From Tetrahydroborate− to Aminoborylvinylidene−Osmium Complexes via Alkynyl−Aminoboryl Intermediates

The tetrahydroborate OsH(η2-H2BH2)(CO)(PiPr3)2 (1) reacts with aniline and p-toluidine to give the aminoboryl derivatives Os{B(NHC6H4R)NHCCHCHC(R)CHC}(CO)(PiPr3)2 (R = H (2), CH3 (3)) and four H2 molecules.
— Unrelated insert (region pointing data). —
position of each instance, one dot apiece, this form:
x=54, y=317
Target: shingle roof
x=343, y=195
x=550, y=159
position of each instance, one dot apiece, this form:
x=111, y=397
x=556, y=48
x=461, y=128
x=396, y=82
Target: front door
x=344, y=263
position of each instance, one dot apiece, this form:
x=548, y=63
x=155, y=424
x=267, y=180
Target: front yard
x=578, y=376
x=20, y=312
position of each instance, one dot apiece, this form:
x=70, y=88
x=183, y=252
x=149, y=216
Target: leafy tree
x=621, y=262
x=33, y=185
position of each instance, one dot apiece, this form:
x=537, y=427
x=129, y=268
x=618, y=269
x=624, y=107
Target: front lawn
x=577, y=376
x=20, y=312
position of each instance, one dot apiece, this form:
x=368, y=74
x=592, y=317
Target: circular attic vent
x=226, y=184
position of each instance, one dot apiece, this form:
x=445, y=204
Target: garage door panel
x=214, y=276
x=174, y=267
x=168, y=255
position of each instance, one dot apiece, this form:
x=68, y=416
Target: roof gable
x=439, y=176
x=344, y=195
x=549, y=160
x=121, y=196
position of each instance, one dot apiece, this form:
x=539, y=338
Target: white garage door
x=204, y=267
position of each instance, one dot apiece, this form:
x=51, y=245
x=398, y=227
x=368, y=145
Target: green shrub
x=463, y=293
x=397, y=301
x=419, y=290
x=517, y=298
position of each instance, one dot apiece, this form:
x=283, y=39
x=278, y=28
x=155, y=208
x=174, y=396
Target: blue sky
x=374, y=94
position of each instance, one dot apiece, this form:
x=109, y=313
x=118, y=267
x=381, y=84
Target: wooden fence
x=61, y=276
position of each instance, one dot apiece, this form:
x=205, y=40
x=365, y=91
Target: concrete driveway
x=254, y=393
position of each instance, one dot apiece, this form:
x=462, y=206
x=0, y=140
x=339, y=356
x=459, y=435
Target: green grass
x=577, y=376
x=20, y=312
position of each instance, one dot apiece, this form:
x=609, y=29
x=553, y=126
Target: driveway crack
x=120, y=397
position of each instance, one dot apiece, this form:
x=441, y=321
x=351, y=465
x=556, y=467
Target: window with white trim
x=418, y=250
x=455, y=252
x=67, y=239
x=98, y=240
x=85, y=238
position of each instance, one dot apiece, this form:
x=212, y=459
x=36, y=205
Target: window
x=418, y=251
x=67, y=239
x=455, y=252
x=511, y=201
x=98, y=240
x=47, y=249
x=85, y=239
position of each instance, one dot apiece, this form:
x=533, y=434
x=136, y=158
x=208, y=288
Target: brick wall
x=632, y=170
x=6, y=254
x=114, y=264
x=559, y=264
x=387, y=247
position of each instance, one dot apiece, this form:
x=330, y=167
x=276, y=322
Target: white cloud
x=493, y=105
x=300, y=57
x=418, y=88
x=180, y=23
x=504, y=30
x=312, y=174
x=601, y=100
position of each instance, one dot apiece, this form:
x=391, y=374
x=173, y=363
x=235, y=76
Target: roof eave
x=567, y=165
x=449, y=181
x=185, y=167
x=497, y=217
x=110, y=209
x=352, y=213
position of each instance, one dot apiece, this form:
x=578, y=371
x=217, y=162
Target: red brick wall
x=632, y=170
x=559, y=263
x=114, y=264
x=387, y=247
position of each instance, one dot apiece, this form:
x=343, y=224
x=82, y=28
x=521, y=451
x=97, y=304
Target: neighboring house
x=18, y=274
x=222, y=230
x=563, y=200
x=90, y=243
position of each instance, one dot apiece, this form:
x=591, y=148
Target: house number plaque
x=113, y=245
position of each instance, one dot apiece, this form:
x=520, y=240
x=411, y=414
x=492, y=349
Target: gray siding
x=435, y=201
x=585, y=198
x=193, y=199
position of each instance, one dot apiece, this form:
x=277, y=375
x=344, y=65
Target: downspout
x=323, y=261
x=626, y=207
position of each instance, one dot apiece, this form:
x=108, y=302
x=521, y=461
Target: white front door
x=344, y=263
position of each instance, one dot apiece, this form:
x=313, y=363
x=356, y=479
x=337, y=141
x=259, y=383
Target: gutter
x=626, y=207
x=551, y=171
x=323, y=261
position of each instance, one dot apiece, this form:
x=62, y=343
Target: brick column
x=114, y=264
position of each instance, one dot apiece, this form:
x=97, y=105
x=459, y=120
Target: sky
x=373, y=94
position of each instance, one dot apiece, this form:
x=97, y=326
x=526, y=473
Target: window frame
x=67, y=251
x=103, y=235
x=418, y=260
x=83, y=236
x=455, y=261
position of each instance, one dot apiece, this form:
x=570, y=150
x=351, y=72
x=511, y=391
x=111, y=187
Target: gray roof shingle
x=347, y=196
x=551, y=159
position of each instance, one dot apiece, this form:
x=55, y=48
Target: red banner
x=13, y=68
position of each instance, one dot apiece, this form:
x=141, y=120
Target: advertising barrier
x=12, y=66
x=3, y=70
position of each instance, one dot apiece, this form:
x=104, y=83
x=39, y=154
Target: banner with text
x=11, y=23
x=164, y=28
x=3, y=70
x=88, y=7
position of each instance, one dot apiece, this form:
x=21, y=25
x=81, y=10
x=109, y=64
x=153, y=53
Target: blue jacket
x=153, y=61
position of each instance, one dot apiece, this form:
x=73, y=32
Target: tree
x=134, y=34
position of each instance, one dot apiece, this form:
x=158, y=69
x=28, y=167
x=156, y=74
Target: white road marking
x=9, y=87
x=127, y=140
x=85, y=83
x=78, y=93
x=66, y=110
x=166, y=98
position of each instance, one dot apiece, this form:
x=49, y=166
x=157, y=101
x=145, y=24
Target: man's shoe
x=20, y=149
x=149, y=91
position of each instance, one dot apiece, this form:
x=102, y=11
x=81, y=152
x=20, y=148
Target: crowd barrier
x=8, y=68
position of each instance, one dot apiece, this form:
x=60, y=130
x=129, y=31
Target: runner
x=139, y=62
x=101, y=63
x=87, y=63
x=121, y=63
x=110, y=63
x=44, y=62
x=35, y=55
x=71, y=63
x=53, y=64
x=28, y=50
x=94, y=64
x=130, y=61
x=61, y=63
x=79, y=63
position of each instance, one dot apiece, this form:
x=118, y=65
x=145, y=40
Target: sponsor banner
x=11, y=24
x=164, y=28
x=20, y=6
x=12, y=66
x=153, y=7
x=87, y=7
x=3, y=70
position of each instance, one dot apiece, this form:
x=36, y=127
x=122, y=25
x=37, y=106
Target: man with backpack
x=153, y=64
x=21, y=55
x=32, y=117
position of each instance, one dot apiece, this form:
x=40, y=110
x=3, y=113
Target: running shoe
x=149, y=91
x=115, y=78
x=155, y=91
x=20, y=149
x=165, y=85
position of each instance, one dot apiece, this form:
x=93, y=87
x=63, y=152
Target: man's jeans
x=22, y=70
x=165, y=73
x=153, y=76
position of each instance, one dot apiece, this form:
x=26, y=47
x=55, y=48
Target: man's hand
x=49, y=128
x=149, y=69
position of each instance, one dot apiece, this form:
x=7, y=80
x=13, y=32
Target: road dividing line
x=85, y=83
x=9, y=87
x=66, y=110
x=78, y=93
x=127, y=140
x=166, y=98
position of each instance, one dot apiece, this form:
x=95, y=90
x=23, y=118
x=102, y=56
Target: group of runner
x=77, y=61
Treatment of 2 and 3 with phenylacetylene gives Os{B(NHC6H4R)2}(CCPh)(CO)(PiPr3)2 (R = H (4), CH3 (5)), which react with HBF4 to afford the amino(fluoro)boryl species Os{BF(NHC6H4R)}(CCPh)(CO)(PiPr3)2 (R = H (6), CH3 (7)). In contrast to HBF4, the addition of acetic acid to 4 and 5 induces the release of phenylacetylene and the formation of the six-coordinate derivatives Os{B(NHC6H4R)2}(κ2-O2CCH3)(CO)(PiPr3)2 (R = H (8), CH3 (9)). The coordination number six for 4 and 5 can be also achieved by addition of CO. Under this gas Os{B(NHC6H4R)2}(CCPh)(CO)2(PiPr3)2 (R = H (10), CH3 (11)) are formed. In toluene, these alkynyl−aminoboryl compounds evolve into the aminoborylvinylidenes Os{CC(Ph)B(NHC6H4R)2}(CO)2(PiPr3)2 (R = H (12), CH3 (13)) via a unimolecular 1,3-boryl migration from the metal to the Cβ atom of the alkynyl ligand. Similarly to 4 and 5, complexes 6 and 7 coordinate CO to give Os{BF(NHC6H4R)}(CCPh)(CO)2(PiPr3)2 (R = H (15), CH3 (16)), which evolve to Os{CC(Ph)BF(NHC6H4R)}(CO)2(PiPr3)2 (R = H (17), CH3 (18)).